= Lucas Watzenrode the Elder =

Lucas Watzenrode (also, in German, Lukas; in Polish, Łukasz) (1400, in Thorn — 1462, in Thorn) was the maternal grandfather of Nicolaus Copernicus.

==Life==
Lucas Watzenrode the Elder was registered in the Thorn citizen registry book (Thorner Bürgerbuch) as landowner, businessmen, judge, councilman, etc. In 1436, he married the widow of Heinrich Peckau, Katharina, whose familial origin is not clear. Some sources state she was from the Rusop family, while others state her name as von Rüdiger or Modlibóg. In 1448, he and other Thorn burghers are registered as having been summoned to the court at Limburg.

He was a loyal supporter of the Prussian Confederation in the Thirteen Years' War (1454–1466). During this time, he lent money to the city of Thorn for war purposes. In 1454–1455, he was injured in the battle of Lessen (now Łasin) against the mercenaries that were hired by the Teutonic Knights. The same year, he participated in the battle of Marienburg (now Malbork).

Later, Lucas participated in conventions with king Casimir and in 1461 he spoke sharply with a demand for more vigorous war and a threat that the Prussian states would seek a new king. According to Karol Górski's biography (1973): "The king let it go despite his ears, but he remembered Lucas".
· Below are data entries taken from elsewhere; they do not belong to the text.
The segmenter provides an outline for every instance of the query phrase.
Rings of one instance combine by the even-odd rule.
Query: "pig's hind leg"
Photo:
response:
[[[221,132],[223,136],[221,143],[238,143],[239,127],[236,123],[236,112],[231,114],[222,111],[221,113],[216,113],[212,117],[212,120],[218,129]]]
Lucas and his wife Katharina had three confirmed children. One of their daughters, Barbara, married Nicolas Kopernik. Barbara's sister Christina married Tideman von Allen. Both sisters married in Thorn. Christina's daughter married the wealthy merchant Heinrich Krüger.

Lucas Watzenrode the Elder's grandson became known as Nicolaus Copernicus. Copernicus had an uncle, his mother's brother, also named Lucas Watzenrode (known as Lucas Watzenrode the Younger).

Christina and Tideman's daughter Cordula von Allen married Reinhold Feldstedt, who was born in 1468 in Danzig (now Gdańsk) and died in 1529 in Danzig. Their daughter Katharina Feldstedt married Herman Giese, born in 1523 in Danzig. A descendant was Tiedemann Giese, a famous bishop of Ermland. Another daughter of Christina and Tideman, Barbara, married Johan Von Beutel. A descendant of them was Regina Basilier, née Kleinfeldt.